Schreiber is the alumni endowed professor of pathology and immunology and director of the Center for Human Immunology and Immunotherapy Programs at Washington University School of Medicine in St. Louis. His earlier work focused on the interaction of the immune system with developing cancers and led to elucidation of the process known as cancer immunoediting.
Recently, Schreiber and colleagues used genomics approaches to identify somatic mutations in tumors that give rise to tumor-specific mutant antigens and showed that some tumor neoantigens are targets of T cells that respond to immune checkpoint antibodies. He further showed that tumor-specific neoantigens can form the basis for therapeutically effective personalized cancer vaccines.

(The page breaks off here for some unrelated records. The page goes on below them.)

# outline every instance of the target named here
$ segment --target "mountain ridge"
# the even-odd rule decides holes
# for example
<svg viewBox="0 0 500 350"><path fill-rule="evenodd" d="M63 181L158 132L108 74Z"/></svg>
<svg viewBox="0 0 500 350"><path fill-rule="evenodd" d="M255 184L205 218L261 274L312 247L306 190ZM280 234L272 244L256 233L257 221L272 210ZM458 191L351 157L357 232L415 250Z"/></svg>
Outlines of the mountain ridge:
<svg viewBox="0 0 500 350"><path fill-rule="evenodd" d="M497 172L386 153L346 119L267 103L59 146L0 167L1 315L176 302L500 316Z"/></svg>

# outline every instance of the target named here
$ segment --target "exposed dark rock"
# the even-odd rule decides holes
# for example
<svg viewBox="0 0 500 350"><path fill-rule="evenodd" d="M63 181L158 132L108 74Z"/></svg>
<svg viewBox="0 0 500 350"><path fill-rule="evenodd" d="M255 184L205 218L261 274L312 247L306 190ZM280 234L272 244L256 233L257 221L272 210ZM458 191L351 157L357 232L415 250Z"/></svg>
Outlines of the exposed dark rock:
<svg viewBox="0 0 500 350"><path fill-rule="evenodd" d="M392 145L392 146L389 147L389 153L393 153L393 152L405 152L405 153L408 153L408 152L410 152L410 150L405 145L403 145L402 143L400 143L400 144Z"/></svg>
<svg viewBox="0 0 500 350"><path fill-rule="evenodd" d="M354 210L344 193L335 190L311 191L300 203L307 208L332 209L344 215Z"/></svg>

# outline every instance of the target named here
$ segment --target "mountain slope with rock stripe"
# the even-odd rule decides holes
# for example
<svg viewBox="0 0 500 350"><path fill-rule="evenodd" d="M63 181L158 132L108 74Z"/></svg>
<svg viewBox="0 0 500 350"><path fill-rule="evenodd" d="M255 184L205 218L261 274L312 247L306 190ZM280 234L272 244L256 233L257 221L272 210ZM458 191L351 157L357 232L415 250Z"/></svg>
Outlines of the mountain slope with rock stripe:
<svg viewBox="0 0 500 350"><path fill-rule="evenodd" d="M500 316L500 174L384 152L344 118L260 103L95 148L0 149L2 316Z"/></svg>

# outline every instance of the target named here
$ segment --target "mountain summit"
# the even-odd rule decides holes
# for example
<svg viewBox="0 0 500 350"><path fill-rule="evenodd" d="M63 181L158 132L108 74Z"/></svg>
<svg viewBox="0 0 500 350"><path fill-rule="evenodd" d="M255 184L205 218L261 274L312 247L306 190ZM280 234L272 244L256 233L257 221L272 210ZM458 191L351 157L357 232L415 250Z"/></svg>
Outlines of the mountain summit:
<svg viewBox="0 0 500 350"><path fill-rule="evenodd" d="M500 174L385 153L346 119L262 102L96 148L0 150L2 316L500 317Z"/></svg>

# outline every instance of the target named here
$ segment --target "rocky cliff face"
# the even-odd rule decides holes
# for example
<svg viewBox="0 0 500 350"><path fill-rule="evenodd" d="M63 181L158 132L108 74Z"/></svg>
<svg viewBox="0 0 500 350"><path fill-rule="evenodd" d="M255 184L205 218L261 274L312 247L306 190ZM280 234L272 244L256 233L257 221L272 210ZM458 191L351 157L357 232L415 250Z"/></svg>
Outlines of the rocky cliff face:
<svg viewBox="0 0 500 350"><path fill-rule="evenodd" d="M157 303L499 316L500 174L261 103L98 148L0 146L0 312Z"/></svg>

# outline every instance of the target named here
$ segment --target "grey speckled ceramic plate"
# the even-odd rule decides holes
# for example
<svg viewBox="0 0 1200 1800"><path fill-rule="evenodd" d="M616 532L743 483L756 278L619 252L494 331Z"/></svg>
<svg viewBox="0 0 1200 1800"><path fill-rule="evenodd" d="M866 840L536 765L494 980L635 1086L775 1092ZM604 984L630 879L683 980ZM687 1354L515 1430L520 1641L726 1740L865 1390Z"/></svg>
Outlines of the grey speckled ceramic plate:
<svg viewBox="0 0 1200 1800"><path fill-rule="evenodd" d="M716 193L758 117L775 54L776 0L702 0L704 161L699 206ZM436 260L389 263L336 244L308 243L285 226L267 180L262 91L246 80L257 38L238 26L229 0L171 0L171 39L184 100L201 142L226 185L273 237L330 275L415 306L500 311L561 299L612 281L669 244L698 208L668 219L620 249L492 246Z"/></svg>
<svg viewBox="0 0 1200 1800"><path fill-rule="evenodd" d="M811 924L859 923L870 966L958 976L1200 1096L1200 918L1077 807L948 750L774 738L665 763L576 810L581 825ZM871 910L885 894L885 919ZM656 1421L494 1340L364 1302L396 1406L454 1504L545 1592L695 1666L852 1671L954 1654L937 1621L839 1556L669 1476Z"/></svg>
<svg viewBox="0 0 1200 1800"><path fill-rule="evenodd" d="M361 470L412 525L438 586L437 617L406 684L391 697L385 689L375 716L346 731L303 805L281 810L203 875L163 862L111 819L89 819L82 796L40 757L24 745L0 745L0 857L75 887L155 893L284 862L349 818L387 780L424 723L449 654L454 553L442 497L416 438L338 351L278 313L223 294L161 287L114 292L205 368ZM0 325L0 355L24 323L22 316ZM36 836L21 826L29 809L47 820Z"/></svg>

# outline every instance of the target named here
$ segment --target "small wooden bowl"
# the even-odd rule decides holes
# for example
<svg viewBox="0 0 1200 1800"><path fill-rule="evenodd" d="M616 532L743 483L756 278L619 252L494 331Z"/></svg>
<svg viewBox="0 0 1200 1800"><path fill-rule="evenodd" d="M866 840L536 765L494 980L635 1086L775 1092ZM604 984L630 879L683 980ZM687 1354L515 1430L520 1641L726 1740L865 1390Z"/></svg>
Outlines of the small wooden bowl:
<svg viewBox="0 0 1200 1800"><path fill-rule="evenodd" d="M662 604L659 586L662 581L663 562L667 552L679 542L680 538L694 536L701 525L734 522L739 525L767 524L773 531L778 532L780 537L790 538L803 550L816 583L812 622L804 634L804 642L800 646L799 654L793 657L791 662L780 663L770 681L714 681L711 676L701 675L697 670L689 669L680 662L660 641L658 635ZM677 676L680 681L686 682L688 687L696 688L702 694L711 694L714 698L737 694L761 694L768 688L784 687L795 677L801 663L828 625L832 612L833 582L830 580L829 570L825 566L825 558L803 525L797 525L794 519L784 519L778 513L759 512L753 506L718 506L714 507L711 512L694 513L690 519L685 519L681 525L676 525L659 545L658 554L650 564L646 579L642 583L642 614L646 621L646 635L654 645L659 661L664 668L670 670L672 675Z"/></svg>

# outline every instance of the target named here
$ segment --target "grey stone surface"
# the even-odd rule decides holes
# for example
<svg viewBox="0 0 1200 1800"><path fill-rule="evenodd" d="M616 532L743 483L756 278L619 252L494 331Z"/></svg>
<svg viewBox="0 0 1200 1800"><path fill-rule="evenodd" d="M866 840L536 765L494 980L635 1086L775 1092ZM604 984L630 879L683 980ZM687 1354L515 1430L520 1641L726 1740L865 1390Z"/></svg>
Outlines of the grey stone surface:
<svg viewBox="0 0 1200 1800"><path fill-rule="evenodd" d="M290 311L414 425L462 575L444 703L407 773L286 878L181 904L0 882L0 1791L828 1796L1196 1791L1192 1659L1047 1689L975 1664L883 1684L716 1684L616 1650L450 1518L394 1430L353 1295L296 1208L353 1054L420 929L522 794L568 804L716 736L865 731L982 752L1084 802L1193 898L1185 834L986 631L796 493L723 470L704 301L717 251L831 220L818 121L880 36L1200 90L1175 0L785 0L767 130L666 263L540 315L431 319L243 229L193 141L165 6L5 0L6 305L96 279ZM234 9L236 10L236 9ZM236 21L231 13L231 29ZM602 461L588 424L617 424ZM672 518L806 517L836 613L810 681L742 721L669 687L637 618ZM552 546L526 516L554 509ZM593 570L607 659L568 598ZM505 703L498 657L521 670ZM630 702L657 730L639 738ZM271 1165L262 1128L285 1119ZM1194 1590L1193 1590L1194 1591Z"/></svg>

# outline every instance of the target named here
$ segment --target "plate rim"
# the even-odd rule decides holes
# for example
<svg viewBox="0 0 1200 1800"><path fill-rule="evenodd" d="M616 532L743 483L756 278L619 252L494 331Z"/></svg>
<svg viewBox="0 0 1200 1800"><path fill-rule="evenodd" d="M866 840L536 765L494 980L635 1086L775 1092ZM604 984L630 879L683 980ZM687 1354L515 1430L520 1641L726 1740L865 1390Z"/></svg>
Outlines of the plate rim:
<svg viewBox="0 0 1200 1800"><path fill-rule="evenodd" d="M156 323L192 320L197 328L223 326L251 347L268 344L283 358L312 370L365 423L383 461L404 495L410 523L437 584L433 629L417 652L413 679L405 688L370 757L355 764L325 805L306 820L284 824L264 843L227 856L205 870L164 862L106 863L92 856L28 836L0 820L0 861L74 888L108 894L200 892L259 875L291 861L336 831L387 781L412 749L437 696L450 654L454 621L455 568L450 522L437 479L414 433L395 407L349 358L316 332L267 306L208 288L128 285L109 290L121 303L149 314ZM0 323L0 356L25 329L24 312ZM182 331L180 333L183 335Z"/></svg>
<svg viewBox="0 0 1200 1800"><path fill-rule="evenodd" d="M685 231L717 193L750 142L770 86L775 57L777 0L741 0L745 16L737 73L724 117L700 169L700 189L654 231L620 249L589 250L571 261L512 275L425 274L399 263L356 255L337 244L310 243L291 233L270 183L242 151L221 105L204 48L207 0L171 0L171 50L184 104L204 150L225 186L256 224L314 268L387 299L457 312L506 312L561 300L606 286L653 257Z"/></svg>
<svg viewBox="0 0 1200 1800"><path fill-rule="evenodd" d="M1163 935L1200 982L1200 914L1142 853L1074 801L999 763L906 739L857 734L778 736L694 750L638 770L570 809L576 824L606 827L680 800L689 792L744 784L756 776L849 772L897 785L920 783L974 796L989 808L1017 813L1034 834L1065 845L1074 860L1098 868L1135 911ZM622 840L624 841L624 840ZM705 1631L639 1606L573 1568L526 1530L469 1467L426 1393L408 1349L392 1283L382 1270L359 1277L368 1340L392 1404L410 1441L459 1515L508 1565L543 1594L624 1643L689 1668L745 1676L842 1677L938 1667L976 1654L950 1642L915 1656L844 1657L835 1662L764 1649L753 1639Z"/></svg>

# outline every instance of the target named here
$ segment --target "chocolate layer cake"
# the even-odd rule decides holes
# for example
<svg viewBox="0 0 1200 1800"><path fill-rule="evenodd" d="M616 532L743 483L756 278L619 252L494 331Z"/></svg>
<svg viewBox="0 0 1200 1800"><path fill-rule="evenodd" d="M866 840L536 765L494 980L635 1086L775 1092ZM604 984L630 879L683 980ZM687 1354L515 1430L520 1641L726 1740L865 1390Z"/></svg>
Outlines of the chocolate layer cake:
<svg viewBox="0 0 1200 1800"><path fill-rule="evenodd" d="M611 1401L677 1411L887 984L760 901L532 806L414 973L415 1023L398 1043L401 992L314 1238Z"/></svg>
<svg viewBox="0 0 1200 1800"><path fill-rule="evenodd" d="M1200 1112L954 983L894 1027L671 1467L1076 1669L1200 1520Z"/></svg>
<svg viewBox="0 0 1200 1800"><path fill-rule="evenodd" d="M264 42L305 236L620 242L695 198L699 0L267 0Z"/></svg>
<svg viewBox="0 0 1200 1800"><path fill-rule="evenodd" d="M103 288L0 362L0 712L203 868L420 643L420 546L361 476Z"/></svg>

Schreiber has received many honors, including the William B. Coley Award from the Cancer Research Institute (CRI), the Charles Rodolphe Brupbacher Prize for Cancer Research, and the AACR-CRI Lloyd J. Old Award in Cancer Immunology. He is a member of the AACR, the American Academy of Arts and Sciences, and the U.S. National Academy of Sciences. He has been a member of numerous editorial boards, including Cancer Immunology Research. He received both his bachelor’s and doctoral degrees from the State University of New York at Buffalo.
Greenberg is a professor of medicine/oncology and immunology at the University of Washington and head of the Program in Immunology at the Fred Hutchinson Cancer Research Center in Seattle. His career has focused on elucidating fundamental principles underlying a T cell’s ability to recognize and eliminate tumor cells, to distinguish cancer cells from normal cells, and to maintain function in the tumor microenvironment. His lab is developing cellular and molecular approaches to manipulate cellular immunity and overcome obstacles to effective immunotherapy, and is translating laboratory studies to the treatment of cancer patients, with a particular emphasis on adoptive therapy with genetically engineered T cells.
Greenberg’s honors include the William B. Coley Award from CRI and the Team Science Award for Career Achievements from the Society for the Immunotherapy of Cancer, among many others. He is a member of the AACR, the American Society of Clinical Investigation, the Association of American Physicians, the American College of Physicians, and the American Association for the Advancement of Science. He has served on editorial boards of multiple publications, including Cancer Immunology Research. He received his bachelor’s degree from Washington University and his medical degree from the State University of New York, Downstate Medical Center.